De que programas e figuras é que se lembra mais?
Lembro-me muito bem dos Serões para Trabalhadores e posteriormente Os Companheiros da Alegria, com o Igrejas Caeiro, outra grande figura da rádio, que até tinha um estúdio em casa e que foi muito castigado pelo regime. O meu pai até fazia um quizz comigo, quando eles transmitiam um pequeno concurso com perguntas de cultura geral, cujo slogan era "uma nota de quinhentos não se pode deitar fora". Ouvia também os relatos de futebol e os de hóquei em patins.

De que fala na peça...
O hóquei em patins era uma modalidade muito popular na época. O meu pai tinha o ritual de convidar dois ou três amigos para ouvirem com ele os relatos dos jogos da Seleção Nacional e beber uma ginginha. Tinha um barrilzinho em prata e bebiam uma ginginha por cada golo de Portugal, o problema foi quando ganhámos por 22 a zero à Dinamarca. Não sei se beberam 22 copos mas beberam muitos, com certeza. Este fascínio aumentou quando fui para o Liceu Camões e tive como professor o Padre Ávila, que era pai da cantora Maria do Amparo (posso dizê-lo porque ela já tornou pública a situação). Ele vinha dos Açores e trouxera, possivelmente comprados aos americanos da base da Lages, gravadores e microfones, que era coisa que não havia cá (as cassetes nem sequer eram em fita, gravavam em fio de aço). Comecei logo ali a fazer umas experiências. Nas minhas férias da escola, tinha um amigo em Buarcos, na Figueira de Foz, que, tendo mais possibilidades do que os outros, dispunha de um gravador de fita e eu passava o dia a gravar programas de rádio para levar para a praia e pôr as meninas a ouvir música.

E fazia um sucesso...
Então não era? Eu tinha que me safar já que não era um galã. De certo modo, já estava a realizar programas naquela altura.
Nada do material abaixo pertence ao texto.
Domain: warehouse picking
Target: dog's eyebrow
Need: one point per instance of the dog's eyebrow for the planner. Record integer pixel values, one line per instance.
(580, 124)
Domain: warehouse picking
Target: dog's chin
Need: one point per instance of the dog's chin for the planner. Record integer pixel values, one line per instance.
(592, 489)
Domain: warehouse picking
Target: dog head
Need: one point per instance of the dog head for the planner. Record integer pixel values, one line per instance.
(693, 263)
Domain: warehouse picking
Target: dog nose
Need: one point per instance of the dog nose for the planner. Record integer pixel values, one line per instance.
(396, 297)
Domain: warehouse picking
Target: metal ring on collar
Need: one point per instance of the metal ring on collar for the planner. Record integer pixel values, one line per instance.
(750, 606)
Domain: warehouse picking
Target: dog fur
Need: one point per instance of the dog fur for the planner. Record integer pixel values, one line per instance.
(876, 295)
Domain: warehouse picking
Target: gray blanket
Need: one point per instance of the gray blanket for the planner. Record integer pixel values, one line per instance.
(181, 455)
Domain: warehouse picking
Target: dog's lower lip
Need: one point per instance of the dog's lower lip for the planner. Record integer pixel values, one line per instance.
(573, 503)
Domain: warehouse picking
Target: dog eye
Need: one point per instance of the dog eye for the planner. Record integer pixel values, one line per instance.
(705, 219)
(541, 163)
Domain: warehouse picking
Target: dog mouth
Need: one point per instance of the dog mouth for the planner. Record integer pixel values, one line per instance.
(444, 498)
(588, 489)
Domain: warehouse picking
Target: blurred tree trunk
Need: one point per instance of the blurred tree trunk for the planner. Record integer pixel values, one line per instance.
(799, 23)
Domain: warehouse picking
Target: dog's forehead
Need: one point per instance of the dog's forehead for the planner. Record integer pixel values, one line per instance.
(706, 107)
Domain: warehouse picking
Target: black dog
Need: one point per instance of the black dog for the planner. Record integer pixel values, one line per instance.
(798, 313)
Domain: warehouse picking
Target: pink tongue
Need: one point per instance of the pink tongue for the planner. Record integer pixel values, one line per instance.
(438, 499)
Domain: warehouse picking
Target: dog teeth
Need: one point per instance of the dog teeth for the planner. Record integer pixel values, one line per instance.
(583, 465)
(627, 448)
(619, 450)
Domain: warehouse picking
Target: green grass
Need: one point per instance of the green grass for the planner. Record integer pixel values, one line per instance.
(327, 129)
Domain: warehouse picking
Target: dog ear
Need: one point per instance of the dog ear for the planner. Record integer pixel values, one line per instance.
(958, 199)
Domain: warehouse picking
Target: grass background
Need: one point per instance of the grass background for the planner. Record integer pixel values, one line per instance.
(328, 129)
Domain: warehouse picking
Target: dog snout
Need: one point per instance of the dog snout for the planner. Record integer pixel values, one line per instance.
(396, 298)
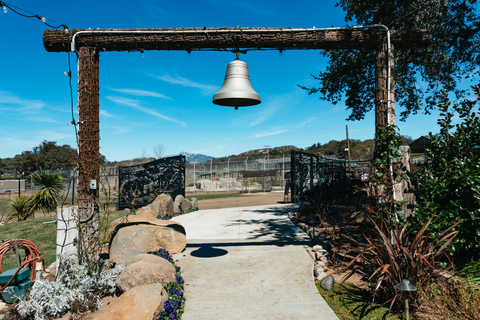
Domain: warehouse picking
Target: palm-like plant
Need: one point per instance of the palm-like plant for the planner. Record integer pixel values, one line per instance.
(21, 207)
(46, 198)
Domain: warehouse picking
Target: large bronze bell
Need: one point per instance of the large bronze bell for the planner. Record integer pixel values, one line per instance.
(237, 90)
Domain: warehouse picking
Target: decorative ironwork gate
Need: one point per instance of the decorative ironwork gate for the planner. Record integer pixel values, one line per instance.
(309, 171)
(140, 184)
Era a época das grandes "estrelas" de rádio?
Grandes estrelas de quem nem conhecíamos o nome. Eu sabia que existia o Artur Agostinho, o Amadeu José de Freitas, que era um magnífico relator desportivo. Ainda antes de ir para a tropa fui para o Rádio Clube Português. Em 1967, Álvaro Jorge, submeteu-me a um conjunto vasto de provas, em que eu tinha de ler um noticiário, um texto em francês, outro em inglês e um improviso, que no meu caso foi um texto sobre a estreia de uma peça de teatro no Dona Maria II, com a presença do chefe de Estado, Almirante Américo Thomaz. Eu fiz aquilo tudo (ainda por cima, não se podia parar, a margem de erro era nenhuma), ele veio ter comigo e disse "Ó filho, eu gostei da tua prova. Tens uma voz fresquinha, mas leste o noticiário e as páginas do romance mais ou menos no mesmo registo. E eu respondi: "Tem razão porque eu comecei no noticiário e depois li as duas páginas do romance, não me lembro qual, num registo um bocado frio." Ele não gostou da minha resposta porque quem estava ali para me criticar, era ele. Mandou-me para casa, para fazer a tal auto-crítica, durante um ano. Passado um ano, ligou-me mesmo para me apresentar ao serviço. E, com efeito, estreei-me num programa chamado FM 67, no dia 1 de junho de 1968.

O que foi fazer?
Um programa das 2 às 4 da manhã em FM, em direto, quando a maior parte das rádios nem sequer tinha sintonia de FM. Logo a seguir, o meu grande mestre, Luís Filipe Costa, que é uma das pessoas de quem tenho mais saudades na vida, convidou-me para os noticiários. Comecei a ler com um manual de cinco páginas escrito à mão por ele, sendo que as quatro primeiras serviam para ensinar como se fazia um noticiário de rádio e a última era para mostrar como se fugia à censura.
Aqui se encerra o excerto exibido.